The threat was out there, on the other side of the walls, as it has always been in the history of the giant. It was then that the uncomfortable witnesses, the dissidents and the critical voices, regretted having drunk that cup of tea. Litvinenko, the businessman Roman Tsepov or the journalist Anna Politkóvskaia were some of the victims. Their murders have not been clarified.

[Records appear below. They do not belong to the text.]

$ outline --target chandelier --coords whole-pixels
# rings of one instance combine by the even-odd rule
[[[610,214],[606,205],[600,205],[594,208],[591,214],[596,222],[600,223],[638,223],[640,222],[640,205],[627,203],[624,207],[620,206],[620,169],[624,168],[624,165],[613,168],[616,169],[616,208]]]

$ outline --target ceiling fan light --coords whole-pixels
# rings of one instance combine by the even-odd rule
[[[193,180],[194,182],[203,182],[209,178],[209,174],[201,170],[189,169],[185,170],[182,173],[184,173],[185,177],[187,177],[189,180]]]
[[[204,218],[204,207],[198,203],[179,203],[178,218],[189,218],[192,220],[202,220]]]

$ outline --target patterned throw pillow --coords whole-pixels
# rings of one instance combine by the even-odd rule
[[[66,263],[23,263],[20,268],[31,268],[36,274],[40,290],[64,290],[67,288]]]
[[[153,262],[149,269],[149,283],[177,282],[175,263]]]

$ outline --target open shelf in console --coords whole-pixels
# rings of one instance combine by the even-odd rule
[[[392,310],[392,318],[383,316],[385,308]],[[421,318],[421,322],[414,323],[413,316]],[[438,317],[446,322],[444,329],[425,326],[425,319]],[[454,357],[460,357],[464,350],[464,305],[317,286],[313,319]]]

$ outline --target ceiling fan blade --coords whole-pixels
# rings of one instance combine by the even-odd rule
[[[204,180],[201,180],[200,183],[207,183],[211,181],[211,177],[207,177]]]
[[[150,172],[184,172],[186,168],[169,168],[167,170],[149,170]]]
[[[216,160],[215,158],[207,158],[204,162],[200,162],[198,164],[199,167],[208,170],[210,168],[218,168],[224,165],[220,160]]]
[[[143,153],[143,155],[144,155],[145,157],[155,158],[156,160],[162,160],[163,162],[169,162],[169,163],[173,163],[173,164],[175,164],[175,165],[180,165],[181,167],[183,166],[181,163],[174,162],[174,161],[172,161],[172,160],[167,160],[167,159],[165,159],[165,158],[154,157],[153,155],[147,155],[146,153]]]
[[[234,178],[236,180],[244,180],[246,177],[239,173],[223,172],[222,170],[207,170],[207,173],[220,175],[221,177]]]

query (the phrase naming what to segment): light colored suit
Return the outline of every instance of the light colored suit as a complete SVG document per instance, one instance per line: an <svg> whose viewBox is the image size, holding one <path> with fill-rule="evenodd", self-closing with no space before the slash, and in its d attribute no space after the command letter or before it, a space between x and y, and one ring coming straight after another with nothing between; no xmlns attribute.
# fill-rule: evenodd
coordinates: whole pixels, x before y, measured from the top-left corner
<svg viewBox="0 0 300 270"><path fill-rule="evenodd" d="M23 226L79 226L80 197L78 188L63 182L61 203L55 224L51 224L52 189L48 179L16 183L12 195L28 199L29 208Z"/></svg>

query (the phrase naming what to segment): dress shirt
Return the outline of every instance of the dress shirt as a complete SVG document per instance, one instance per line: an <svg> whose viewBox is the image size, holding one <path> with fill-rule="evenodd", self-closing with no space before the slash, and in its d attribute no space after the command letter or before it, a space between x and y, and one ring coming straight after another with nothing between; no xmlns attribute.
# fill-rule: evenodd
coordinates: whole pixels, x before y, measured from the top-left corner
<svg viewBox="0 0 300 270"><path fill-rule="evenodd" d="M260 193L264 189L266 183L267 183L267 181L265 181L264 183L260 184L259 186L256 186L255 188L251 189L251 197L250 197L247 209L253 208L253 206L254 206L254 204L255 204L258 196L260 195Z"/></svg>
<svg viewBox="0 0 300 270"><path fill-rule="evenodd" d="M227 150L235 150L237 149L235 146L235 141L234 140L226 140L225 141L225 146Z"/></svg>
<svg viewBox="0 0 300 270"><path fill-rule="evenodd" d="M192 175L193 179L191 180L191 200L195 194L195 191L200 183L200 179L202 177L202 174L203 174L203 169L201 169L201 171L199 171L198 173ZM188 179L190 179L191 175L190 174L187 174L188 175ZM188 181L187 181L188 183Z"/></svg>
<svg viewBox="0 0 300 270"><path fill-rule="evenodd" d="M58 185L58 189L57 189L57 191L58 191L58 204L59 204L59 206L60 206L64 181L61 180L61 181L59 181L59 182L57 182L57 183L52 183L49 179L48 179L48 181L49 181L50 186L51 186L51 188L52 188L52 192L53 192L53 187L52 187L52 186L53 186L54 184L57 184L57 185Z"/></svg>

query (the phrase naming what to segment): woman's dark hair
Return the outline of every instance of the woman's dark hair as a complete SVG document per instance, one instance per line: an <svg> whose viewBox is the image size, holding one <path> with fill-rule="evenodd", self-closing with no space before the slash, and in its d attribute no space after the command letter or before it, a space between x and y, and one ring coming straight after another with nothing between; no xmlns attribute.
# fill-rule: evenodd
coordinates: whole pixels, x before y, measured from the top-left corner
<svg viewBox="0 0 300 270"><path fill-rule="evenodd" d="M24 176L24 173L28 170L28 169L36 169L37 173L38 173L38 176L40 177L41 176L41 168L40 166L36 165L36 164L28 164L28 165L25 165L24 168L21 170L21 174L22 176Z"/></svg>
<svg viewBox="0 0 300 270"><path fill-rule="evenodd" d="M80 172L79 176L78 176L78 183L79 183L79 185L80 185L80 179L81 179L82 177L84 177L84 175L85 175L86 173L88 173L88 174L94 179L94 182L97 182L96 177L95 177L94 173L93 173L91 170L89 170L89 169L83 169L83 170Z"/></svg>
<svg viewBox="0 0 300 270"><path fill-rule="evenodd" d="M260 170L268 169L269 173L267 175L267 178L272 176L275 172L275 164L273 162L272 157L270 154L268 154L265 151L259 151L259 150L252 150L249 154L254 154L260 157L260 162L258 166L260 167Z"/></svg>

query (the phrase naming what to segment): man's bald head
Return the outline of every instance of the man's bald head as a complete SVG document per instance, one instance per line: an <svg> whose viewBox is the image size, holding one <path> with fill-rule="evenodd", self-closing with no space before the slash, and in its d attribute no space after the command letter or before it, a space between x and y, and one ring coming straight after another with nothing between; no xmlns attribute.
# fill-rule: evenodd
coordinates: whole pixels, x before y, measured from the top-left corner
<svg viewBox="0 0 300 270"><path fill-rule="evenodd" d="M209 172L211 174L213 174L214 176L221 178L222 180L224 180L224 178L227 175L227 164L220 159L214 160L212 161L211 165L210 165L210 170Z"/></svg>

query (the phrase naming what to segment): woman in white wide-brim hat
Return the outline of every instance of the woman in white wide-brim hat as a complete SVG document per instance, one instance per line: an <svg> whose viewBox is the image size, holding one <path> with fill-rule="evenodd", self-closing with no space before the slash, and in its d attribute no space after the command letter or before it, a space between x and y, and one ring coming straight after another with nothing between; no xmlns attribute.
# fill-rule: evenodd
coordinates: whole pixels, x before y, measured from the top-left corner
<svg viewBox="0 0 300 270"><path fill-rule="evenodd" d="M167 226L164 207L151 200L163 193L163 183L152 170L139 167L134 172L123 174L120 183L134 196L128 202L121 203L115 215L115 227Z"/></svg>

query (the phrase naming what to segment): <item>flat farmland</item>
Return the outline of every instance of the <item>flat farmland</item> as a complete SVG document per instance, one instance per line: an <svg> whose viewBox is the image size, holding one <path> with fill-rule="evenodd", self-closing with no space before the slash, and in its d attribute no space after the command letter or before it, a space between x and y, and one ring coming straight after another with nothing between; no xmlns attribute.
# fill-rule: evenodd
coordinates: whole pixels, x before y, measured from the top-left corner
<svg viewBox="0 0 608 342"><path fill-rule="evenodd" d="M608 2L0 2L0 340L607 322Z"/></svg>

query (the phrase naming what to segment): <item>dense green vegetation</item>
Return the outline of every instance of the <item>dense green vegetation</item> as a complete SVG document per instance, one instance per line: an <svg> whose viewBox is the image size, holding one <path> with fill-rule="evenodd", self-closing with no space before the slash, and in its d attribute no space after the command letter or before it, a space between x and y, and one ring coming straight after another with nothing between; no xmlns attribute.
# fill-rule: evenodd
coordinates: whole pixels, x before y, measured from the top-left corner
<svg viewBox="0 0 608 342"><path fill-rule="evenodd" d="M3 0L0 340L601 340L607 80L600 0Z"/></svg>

That gray individual in the shadow of others proved to have horizons at the height of his mandate. Since he took power, Putin has been determined to green the imperial laurels. Like 60% of his compatriots, he publicly laments the dissolution of the USSR. But, unlike the nostalgics, he doesn’t drown his sorrows in vodka. The president acts. His first war mission was in rebel Chechnya. Some brutal attacks, of unknown affiliation, against apartment buildings in the capital prompted the offensive. The devastation gave way to an Islamic and pro-Russian regime led by Ramzán Kadýrov, a faithful ally of the central government.
Chessboard
The former Soviet Union has become a chessboard between the West and Moscow. The Baltic republics swung rapidly towards the Atlantic axis, while the Central Asian states fell into the hands of local officials turned satraps. Russia fostered ties with the authoritarian presidents of Turkmenistan, Kazakhstan or Uzbekistan, and was especially sensitive to liberal revolutions, movements that questioned the continuity of the ruling elites, generally close to power in Moscow.
Putin, the judoka and karate fighter, responds to blows with cunning precision. The strong man, literally and figuratively, reacts without qualms against attempts to break the status quo. There are always excuses to mobilize the battle tanks. The Rose Revolution in Georgia in 2003 inspired the military invasion and segregation of Abkhazia and South Ossetia, and the Velvet Revolution four years ago in Armenia gave way, interestingly, to the Azeri offensive. Russia, a traditional ally of Yerevan, allowed to do and imposed peace between irreconcilable enemies.
The pragmatic and discreet man of yesteryear has mutated into the champion of nationalism and the old conservative and orthodox essences of the Slavic people, but he is also the ideologue of a new Russia determined to counterbalance NATO from, curiously, a fiercely capitalist system.
Ukraine has been the last of his punishments. The Euromaidan or Revolution of Dignity of 2014 placed Ukraine in its target. After amputating the Crimean peninsula and the eastern region of Donbas, he has launched his conquest, the most ambitious, risky and unpredictable operation of his long mandate. Some call him crazy, others visionary. But perhaps Putin is not the tyrant that everyone sees, but the victim, yet another, of the Kremlin, the walled epicenter of power, ambition and fear.